Fedora 38 and Nvidia/Nouveau problems (kernel crashes, second fake monitor and more)

Hello everyone,

I had recently a very special experience with Fedora and Nvidia. Here’s what happened:

I freshly installed* Fedora 38 complete normal w/o any special stuff. The only thing which I did was using this tutorial to sign the Nvidia drivers and use my system with Secure Boot together. So far, so good. But since the last few weeks *(I reinstalled it several times during the weeks), I have problem with the stability of my system. GNOME with Wayland works so far more or less Here’s a list of what happened so far:

GNOME

  • [Wayland + Xorg] with Nouveau / Nvidia drivers installed, I’ve a fake second non-exisiting monitor in my system settings; from what I found it has something to do with “xrandr” (because it calls itself like that if I visit the montior color profile options) which I don’t even have installed on my system

  • [Xorg] trying to change the screen refresh rate crashs the kernel + gnome-shell completely; the error message of the kernel crash tells me that my kernel is “broken” and gives me a P (Properitary module) W (Taint on Warning) O (Out-of-tree kernel) warning out which refers to all Nvidia modules installed (see inserted screenshot of abrt - this was on GNOME and KDE, you’re seeing here the latest one from KDE)

  • [Xorg] I also had temporarily the problem that starting a X11 session didn’t worked.
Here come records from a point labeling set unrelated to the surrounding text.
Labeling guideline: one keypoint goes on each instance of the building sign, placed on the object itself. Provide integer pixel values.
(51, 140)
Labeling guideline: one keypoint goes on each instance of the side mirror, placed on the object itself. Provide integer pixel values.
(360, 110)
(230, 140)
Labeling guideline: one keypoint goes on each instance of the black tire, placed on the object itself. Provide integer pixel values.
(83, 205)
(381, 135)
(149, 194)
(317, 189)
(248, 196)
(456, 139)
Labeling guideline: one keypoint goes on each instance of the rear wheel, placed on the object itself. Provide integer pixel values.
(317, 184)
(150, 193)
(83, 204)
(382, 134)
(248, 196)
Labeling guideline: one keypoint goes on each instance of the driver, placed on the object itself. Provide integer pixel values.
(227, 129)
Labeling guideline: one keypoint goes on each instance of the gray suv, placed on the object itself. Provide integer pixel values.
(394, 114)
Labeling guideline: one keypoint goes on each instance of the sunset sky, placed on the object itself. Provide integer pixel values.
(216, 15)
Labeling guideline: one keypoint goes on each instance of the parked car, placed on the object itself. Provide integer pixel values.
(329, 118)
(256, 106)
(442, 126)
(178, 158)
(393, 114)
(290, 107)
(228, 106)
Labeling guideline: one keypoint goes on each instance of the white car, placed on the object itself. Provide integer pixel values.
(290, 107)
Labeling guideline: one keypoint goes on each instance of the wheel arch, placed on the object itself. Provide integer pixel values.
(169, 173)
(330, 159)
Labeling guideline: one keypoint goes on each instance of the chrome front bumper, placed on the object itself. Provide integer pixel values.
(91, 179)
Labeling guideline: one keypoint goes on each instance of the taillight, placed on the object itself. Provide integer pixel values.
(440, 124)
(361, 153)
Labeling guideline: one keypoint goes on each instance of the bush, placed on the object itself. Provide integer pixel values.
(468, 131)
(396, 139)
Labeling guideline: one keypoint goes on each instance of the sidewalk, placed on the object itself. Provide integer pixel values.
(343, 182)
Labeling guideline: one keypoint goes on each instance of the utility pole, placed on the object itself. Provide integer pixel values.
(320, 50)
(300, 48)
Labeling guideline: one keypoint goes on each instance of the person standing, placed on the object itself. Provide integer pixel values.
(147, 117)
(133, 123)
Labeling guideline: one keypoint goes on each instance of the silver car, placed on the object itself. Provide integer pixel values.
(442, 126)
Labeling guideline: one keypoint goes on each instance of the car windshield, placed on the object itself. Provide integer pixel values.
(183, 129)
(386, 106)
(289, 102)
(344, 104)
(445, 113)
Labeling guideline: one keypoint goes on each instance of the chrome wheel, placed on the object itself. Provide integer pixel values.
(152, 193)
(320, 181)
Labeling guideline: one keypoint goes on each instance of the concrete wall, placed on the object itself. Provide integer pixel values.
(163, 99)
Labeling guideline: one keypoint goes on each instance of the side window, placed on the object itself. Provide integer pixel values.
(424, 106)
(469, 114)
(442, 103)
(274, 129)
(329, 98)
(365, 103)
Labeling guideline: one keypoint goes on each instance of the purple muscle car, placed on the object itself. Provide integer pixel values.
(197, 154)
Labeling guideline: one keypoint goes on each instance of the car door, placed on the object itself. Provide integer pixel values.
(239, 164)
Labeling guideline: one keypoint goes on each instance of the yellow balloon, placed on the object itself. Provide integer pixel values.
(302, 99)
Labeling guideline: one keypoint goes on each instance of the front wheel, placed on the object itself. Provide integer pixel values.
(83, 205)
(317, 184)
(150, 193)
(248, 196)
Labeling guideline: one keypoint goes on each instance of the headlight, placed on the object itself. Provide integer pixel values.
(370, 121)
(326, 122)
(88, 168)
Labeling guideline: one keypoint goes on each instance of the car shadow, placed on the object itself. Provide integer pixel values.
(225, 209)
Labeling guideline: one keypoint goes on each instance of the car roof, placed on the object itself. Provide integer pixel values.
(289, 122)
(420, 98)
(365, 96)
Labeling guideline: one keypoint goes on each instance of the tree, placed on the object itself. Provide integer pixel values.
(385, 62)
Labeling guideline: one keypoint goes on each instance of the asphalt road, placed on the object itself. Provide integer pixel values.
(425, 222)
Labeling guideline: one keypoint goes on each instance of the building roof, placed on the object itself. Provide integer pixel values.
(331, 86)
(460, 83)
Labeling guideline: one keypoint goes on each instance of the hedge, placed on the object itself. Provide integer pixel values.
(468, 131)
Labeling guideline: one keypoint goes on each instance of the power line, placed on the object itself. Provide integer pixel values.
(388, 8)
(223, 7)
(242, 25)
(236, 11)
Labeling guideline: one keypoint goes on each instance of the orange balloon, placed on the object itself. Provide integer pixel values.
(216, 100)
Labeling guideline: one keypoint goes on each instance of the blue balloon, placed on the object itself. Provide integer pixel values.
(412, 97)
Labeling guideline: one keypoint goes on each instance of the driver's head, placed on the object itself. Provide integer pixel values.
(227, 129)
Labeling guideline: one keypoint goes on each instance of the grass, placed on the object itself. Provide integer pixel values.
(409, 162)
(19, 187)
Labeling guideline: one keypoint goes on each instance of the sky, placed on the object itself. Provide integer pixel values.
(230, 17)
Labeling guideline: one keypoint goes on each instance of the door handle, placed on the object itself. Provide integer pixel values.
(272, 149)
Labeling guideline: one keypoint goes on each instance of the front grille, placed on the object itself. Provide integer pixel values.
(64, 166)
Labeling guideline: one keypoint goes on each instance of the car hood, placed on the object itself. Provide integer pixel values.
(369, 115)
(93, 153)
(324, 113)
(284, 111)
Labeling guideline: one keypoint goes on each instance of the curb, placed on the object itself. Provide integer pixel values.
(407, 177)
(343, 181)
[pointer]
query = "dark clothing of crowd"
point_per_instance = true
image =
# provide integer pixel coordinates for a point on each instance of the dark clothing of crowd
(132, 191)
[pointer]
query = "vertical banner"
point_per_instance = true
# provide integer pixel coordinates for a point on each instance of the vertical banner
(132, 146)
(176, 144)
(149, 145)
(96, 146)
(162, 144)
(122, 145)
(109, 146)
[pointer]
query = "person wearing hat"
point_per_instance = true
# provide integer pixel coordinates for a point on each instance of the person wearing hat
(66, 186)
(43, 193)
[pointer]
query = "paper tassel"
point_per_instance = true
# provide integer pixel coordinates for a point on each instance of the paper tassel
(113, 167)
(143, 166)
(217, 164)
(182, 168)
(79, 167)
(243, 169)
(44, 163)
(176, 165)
The screen went black and I saw the login screen again. It happened at the same time where my Nvidia drivers stopped to load at all - leading to the scenario that the device security tab in gnome-settings showed that my kernel was verifiable again. But the issue dissapeared on its own after a restart for some reason. abrt created also a crash log for xorg-x11-drv-nouveau.

KDE (I switched yesterday to KDE to see if it helps kinda via a fresh install - I regret it, it was worse)

  • After the first restart from the installation I saw for a second anaconda again with the button “FINISH INSTALLATION”. But the screen went black and… nothing happened. I had to force my PC to shut down completely to reboot the system. After I logged in for the first time I found in abrt several Nouveau (and Kernel maybe - may have deleted them accidentally) crash logs which happened every second (which explains why nothing happened after that. The same thing happened after I used Discover to update my system with the “automatic reboot” option at the bottom. Result: freezing screen, had to force reboot again just to install the updates again. And again: Nouveau and Kernel crash logs again.

  • [Xorg] After I installed the Nvidia drivers again I tried to open a X11 session. The Plasma shell stuttered completely and I was able to see in abrt how it created one Kernel crash log after another (see screenshot above) with the same “Kernel is broken, PWO” messages like in GNOME (see above). It happened literally every second until it stopped then after several minutes. abrt was flooded with over 100 Kernel crash logs.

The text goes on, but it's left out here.